Housing, density, parking, traffic….ah, here’s the rub; here is the delicate balance. We want to welcome new Claremonters with new lifestyles. We want to welcome seniors and millennials who want this vibe. We are not, however, on the cusp of the public transit generation. We are not built for that. We want to incorporate new thinking, but we don’t want to kill the goose that laid the golden egg.
Developers (good, local, bad, whatever) have a profit goal. That is proper. That is their business goal. We as a community have goals. To see them implemented is our job as Claremont citizens. 91711 is a hot zip code now. Village West is hot. I think that is our leverage.
Diann Ring
Former Claremont Mayor
Council meeting circus
[The following letter was sent to Mayor Larry Schroeder with a copy forwarded for publication.]
Mayor Schroeder:
It is unfortunate that you felt the need to censor my question directed at David Teykaerts, the PERS rep who spoke at the last city council meeting.
In the end, the whole event was nothing short of a public spectacle, as the sheer ignorance of the entire council was on display.
From Councilmember Corey Calaycay using the “hindsight-is-always-20/20” investment strategy to criticize PERS investment choices, to Councilmember Ed Reece’s multiple claims of “no control” over the city’s PERS costs, to your conclusion that expected investment returns are the same as realized returns, it is clear why the city is in a financial crisis.
Councilmember Calaycay’s baseless attempt to hold PERS accountable for investment decisions related to tobacco stocks was met with an answer that highlighted the stark realities of investing.
Mr.
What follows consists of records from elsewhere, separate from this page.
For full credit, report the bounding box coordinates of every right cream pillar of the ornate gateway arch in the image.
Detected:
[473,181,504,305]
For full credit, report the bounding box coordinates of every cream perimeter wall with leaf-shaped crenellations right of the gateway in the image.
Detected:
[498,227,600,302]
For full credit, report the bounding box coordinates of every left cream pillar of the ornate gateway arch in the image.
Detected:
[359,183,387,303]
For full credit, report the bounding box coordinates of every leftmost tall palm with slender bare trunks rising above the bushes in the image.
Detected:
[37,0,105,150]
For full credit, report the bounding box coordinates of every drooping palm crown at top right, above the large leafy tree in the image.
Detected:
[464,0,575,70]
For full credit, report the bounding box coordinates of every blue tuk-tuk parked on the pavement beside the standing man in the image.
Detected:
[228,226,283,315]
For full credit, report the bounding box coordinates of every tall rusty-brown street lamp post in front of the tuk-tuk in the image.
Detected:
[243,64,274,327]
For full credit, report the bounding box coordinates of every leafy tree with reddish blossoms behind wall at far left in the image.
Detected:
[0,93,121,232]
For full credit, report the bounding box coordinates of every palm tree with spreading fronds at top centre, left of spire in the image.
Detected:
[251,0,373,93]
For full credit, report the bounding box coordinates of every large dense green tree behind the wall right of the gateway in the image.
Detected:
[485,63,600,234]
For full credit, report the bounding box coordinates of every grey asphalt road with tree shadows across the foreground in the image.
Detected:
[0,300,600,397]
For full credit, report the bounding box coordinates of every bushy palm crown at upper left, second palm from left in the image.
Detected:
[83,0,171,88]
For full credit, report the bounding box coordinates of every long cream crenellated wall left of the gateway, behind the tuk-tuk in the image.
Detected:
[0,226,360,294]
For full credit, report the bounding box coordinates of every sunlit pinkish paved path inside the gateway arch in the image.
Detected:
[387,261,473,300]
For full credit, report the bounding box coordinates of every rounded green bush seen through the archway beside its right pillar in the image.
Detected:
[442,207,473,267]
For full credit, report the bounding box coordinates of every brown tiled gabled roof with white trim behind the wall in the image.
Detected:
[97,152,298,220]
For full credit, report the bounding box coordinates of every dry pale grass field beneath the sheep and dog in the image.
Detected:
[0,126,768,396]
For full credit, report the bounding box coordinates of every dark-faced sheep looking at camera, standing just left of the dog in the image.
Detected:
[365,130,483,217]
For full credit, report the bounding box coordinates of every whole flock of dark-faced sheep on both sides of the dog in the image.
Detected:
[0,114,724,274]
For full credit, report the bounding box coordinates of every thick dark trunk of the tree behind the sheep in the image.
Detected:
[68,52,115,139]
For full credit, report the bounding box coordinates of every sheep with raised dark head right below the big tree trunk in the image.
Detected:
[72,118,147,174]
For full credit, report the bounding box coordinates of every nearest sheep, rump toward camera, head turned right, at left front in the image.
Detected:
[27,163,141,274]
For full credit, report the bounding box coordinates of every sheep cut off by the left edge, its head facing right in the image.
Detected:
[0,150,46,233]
Teykaerts explained that PERS thought tobacco stocks were going to underperform so they sold. It turned out that tobacco stocks did quite well. THAT is the difference between expected returns and realized returns. It is not opinion as you might think, it is reality.
If Councilmember Calaycay believes he can pick stocks better than PERS, I suggest he quit his daytime job and submit an application. I’m sure they would love to hear what his top stock picks are.
Councilmember Reece was determined to convince the public that the city council has “no control” over the city’s pension costs. In just 75 seconds, Mr. Reece uttered “control” and “no control” nine times!
This, too, was met with reality. Mr. Teyhaerts was very clear about the control the city does have. The control lies with “the conversation between the city and its employees.”
He went on to say that “these are very tough conversations” about “what’s the proper allocation (between employer and employee) of the contributions”.
While the city doesn’t have control over how those funds are invested (thank goodness!), it is clear that it has a significant control in defining the pension formula.
And if anyone wants to lay blame on PERS for the high pension costs due to the reduction in expected returns from 7.5 percent to 7 percent, you aren’t paying attention. This will undoubtedly go even lower and the city’s pension cost will go higher, yet.
Finally, the fact that you prevented Mr. Teykaerts from explaining to the council the difference between expected returns and realized returns because you felt it was an “opinion” is testament to the ignorance of fact that is displayed by this council, and goes a long way to explain the Golden State Water debacle that you supported.
Mr. Teykaerts was spot on with his answers to the council’s questions. Unfortunately, however, I suspect that you and the rest of the council didn’t fully understand what he was saying, and as such, this entire exercise has most likely gotten us nowhere.
If you, or anyone on the council, would like to discuss any of the issues I’ve raised here, I’d be happy to have that conversation.